A comprehensive overview of the changes in allele frequency of all pre-1945 SNPs (in post-2005 and starch cultivars compared with old cultivars) is shown in Fig. 7. The largest column in the middle of the figure shows that the majority of the SNPs (6441 or 42 %) hardly changed in allele frequency during a century of potato breeding. Starch cultivars show somewhat larger fluctuations in allele frequencies, because of an emphasis on introgression breeding for nematode resistance along with founder effects (discussed below). Figure 7 also suggests that larger numbers of SNPs have declined, as compared to the number of SNPs that show an increased allele frequency. This suggests that broadening of the genetic diversity by introgression since 1945 results in an overall net decrease of the frequency of pre-1945 haplotypes. In addition to these allele substitutions, founder effects may also reinforce this fluctuation.
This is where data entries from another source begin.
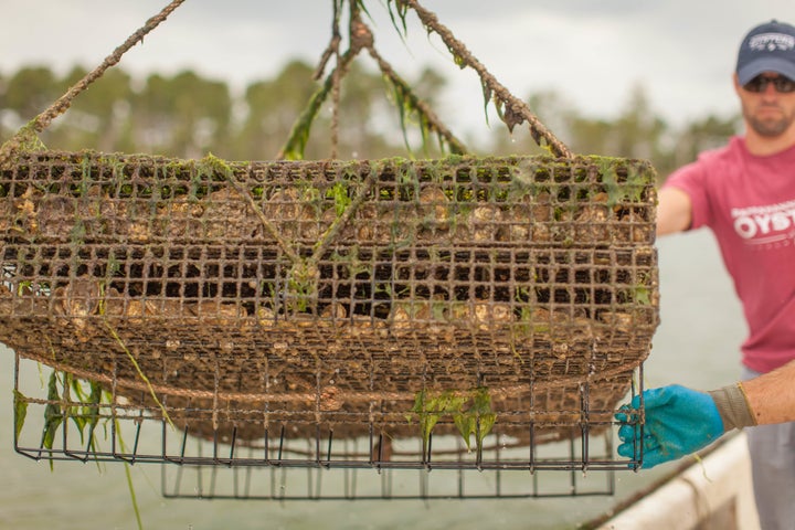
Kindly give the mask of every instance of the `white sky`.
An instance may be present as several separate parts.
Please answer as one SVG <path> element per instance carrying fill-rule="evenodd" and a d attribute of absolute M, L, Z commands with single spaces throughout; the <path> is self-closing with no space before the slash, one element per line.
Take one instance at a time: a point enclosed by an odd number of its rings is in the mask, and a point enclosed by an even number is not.
<path fill-rule="evenodd" d="M 168 0 L 0 0 L 0 73 L 46 64 L 92 68 Z M 611 117 L 642 85 L 671 123 L 736 110 L 736 49 L 753 25 L 795 23 L 793 0 L 424 0 L 513 95 L 553 89 L 582 113 Z M 452 86 L 437 109 L 485 126 L 476 74 L 452 64 L 410 13 L 406 45 L 369 0 L 381 54 L 411 78 L 433 64 Z M 233 87 L 289 59 L 315 64 L 330 36 L 330 0 L 187 0 L 120 66 L 132 74 L 193 68 Z M 452 114 L 452 119 L 445 116 Z M 467 127 L 469 125 L 466 125 Z M 454 128 L 455 130 L 455 128 Z"/>

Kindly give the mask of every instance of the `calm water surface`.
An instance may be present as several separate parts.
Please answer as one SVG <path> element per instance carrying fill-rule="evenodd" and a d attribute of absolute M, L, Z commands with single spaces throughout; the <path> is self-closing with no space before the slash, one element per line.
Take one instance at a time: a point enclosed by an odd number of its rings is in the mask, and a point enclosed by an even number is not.
<path fill-rule="evenodd" d="M 738 346 L 745 325 L 712 235 L 700 231 L 669 236 L 658 247 L 661 325 L 645 364 L 646 386 L 676 382 L 707 390 L 731 382 L 739 374 Z M 123 465 L 56 462 L 51 471 L 49 463 L 13 452 L 13 356 L 1 346 L 0 362 L 0 528 L 137 528 Z M 425 502 L 166 499 L 159 466 L 136 465 L 130 471 L 149 529 L 509 530 L 576 528 L 671 466 L 617 473 L 614 497 Z"/>

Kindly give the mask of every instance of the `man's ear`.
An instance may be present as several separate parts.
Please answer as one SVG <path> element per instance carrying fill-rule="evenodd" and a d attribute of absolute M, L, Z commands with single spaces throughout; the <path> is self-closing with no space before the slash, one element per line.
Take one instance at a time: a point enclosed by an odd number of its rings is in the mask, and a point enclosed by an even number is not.
<path fill-rule="evenodd" d="M 736 76 L 736 72 L 732 74 L 732 82 L 734 83 L 734 92 L 740 94 L 740 89 L 742 88 L 742 86 L 740 85 L 740 80 Z"/>

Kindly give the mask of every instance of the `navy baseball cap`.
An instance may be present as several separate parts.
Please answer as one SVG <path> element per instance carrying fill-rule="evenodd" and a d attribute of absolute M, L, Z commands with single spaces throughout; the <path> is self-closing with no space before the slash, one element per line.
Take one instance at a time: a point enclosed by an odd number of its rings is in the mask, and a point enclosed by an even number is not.
<path fill-rule="evenodd" d="M 745 35 L 738 54 L 740 84 L 763 72 L 776 72 L 795 81 L 795 26 L 772 20 Z"/>

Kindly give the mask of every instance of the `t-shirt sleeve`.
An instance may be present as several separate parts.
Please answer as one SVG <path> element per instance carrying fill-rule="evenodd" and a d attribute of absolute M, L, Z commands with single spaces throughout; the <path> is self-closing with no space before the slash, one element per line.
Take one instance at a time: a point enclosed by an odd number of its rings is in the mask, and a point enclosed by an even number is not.
<path fill-rule="evenodd" d="M 698 162 L 682 166 L 671 173 L 662 188 L 677 188 L 690 197 L 692 219 L 690 230 L 709 225 L 712 222 L 712 208 L 707 193 L 708 178 Z"/>

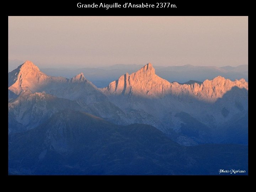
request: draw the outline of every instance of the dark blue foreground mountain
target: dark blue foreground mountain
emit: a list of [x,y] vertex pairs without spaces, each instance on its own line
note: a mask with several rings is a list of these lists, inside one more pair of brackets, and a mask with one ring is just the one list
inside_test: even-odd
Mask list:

In Fig. 8 the change in allele frequency in the “starch” subpopulation is plotted against the allele dosage of an important progenitor (VTN 62-33-3). The figure clearly shows that a higher dosage of a SNP in an important founder contributes to the gain in allele frequency over time. The correlation between SNP dosage in a specific founder and allele frequency gain within the “starch” subpopulation was strongest for VTN 62-33-3 and AM 78-7804, two frequently used progenitors.
The processes underlying allele frequency changes over time: introgression, substitution, selection, drift and founder effects (frequent use of parents) are highly confounded. Still we assume that SNP variants that show the greatest increase in frequency are linked to important alleles for agronomic performance and vice versa. The most striking observations are that (1) 95.1 % of the pre-1945 SNPs are still polymorphic after 50–150 years of breeding and (2) we do not observe any fixation of pre-1945 SNPs in cultivars released after 2005.